Question

Determine \(\left[\mathrm{OH}^{-}\right], \mathrm{pOH}\) and \(\mathrm{pH}\) of a \(0.28 \mathrm{M}\) aqueous solution of \(\mathrm{Na}_{2} \mathrm{CO}_{3}\)

Short answer

Answer: The pH of a 0.28 M aqueous solution of Na₂CO₃ is approximately 13.448.

Step-by-step solution

Write the balanced chemical equation

\(\mathrm{Na}_{2} \mathrm{CO}_{3}\) is a salt that dissociates completely in water. First, it breaks down into sodium ions (\(\mathrm{Na}^+\)) and carbonate ions (\(\mathrm{CO}_3^{2-}\)): $$\mathrm{Na}_{2}\mathrm{CO}_{3}\,\mathrm{(aq)} \rightarrow 2\,\mathrm{Na}^{+}\,\mathrm{(aq)} + \mathrm{CO}_3^{2-}\,\mathrm{(aq)}$$ Since carbonate ions are a weak base, they will react with water to produce hydroxide ions (\(\mathrm{OH}^-\)) and bicarbonate ions (\(\mathrm{HCO}_3^-\)): $$\mathrm{CO}_3^{2-}\,\mathrm{(aq)} + \mathrm{H}_2\mathrm{O} \leftrightharpoons \mathrm{HCO}_3^-\,\mathrm{(aq)} + \mathrm{OH}^-\,\mathrm{(aq)}$$

Calculate the concentration of hydroxide ions (\(\left[\mathrm{OH}^{-}\right]\))

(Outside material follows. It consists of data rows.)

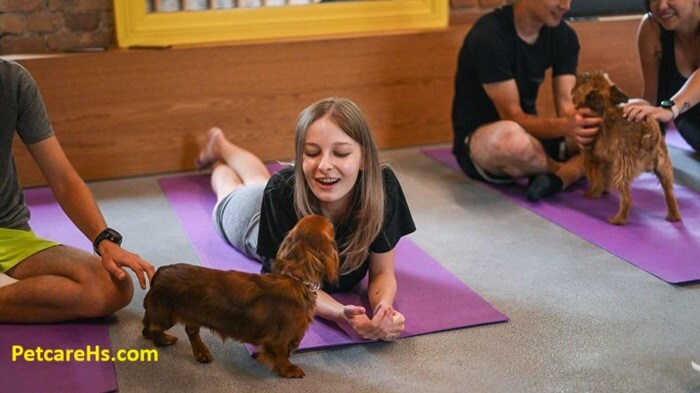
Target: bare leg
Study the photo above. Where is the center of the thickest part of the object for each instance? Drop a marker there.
(240, 167)
(59, 284)
(504, 148)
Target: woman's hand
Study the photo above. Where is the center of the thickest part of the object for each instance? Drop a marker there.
(638, 112)
(583, 126)
(386, 323)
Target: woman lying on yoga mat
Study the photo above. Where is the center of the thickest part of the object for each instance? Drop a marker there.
(669, 49)
(336, 173)
(40, 280)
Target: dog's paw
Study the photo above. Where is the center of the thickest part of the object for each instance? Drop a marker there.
(593, 194)
(617, 220)
(163, 340)
(203, 356)
(673, 217)
(292, 371)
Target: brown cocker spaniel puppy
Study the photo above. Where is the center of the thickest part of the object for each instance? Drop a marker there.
(622, 149)
(271, 311)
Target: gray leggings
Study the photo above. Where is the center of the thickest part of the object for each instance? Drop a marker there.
(237, 218)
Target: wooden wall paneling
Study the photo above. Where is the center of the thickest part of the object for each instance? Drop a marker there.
(134, 112)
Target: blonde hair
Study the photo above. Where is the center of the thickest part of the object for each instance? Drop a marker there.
(365, 216)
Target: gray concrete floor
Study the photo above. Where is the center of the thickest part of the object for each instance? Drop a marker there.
(581, 319)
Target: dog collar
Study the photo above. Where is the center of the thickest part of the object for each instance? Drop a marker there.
(313, 286)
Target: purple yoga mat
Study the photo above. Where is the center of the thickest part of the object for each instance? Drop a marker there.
(667, 250)
(431, 298)
(90, 375)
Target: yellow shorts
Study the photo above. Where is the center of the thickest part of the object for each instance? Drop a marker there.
(17, 245)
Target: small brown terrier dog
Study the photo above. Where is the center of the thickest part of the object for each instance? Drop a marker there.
(622, 149)
(271, 311)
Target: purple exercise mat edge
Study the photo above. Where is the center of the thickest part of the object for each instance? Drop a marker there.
(645, 236)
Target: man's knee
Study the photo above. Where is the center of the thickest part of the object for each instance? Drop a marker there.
(109, 296)
(513, 143)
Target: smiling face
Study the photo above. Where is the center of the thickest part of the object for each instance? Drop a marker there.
(331, 164)
(674, 13)
(548, 12)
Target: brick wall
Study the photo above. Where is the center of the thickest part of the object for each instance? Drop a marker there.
(37, 26)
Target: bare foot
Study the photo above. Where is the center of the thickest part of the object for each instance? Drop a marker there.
(207, 155)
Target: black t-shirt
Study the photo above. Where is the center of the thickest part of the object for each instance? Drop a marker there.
(670, 81)
(277, 217)
(493, 52)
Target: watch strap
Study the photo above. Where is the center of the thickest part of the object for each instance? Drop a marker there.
(108, 234)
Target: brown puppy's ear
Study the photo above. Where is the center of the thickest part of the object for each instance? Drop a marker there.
(617, 96)
(595, 101)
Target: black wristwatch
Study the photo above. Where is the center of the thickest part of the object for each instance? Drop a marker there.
(670, 105)
(108, 234)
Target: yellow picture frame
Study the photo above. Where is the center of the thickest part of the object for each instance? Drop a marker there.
(136, 27)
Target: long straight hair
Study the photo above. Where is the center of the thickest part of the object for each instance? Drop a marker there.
(365, 216)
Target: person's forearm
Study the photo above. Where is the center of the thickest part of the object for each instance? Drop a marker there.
(77, 202)
(689, 95)
(382, 290)
(328, 308)
(543, 127)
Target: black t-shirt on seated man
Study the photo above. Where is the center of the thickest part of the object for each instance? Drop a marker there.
(493, 52)
(277, 217)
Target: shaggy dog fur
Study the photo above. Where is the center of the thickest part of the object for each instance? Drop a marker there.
(622, 149)
(271, 311)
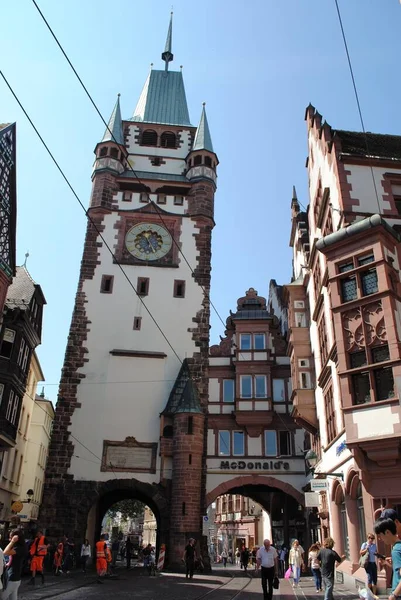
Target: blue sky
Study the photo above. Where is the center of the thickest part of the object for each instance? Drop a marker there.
(257, 64)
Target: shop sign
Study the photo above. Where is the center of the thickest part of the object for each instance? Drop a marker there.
(241, 465)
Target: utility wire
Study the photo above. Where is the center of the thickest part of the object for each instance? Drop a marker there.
(357, 101)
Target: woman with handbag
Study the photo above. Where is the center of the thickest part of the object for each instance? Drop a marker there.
(367, 560)
(296, 562)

Given that the initial concentration of \(\mathrm{Na}_2\mathrm{CO}_3\) is \(0.28\,\mathrm{M}\) and it dissociates completely, the initial concentration of carbonate ions (\(\mathrm{CO}_3^{2-}\)) will also be \(0.28\,\mathrm{M}\). Since the equilibrium constant (\(K_b\)) for the second reaction is small, we can assume that all \(\mathrm{CO}_3^{2-}\) ions react to produce \(\mathrm{OH}^-\) ions. Therefore, we can directly use the initial concentration of carbonate ions as the concentration of hydroxide ions: $$\left[\mathrm{OH}^{-}\right] = 0.28\,\mathrm{M}$$

Calculate the pOH

Now that we have the concentration of hydroxide ions, we can calculate the pOH using the formula: $$\mathrm{pOH} = -\log \left[\mathrm{OH}^{-}\right]$$ Plug in the value of the hydroxide ion concentration: $$\mathrm{pOH} = -\log (0.28) \approx 0.552$$

Calculate the pH

Finally, we can calculate the pH using the relationship between pH and pOH: $$\mathrm{pH} + \mathrm{pOH} = 14$$ Plug in the value of pOH and solve for pH: $$\mathrm{pH} = 14 - 0.552 \approx 13.448$$ In conclusion, for a \(0.28\,\mathrm{M}\) aqueous solution of \(\mathrm{Na}_{2} \mathrm{CO}_{3}\), the concentration of hydroxide ions (\(\left[\mathrm{OH}^{-}\right]\)) is \(0.28\,\mathrm{M}\), the pOH is approximately \(0.552\), and the pH is approximately \(13.448\).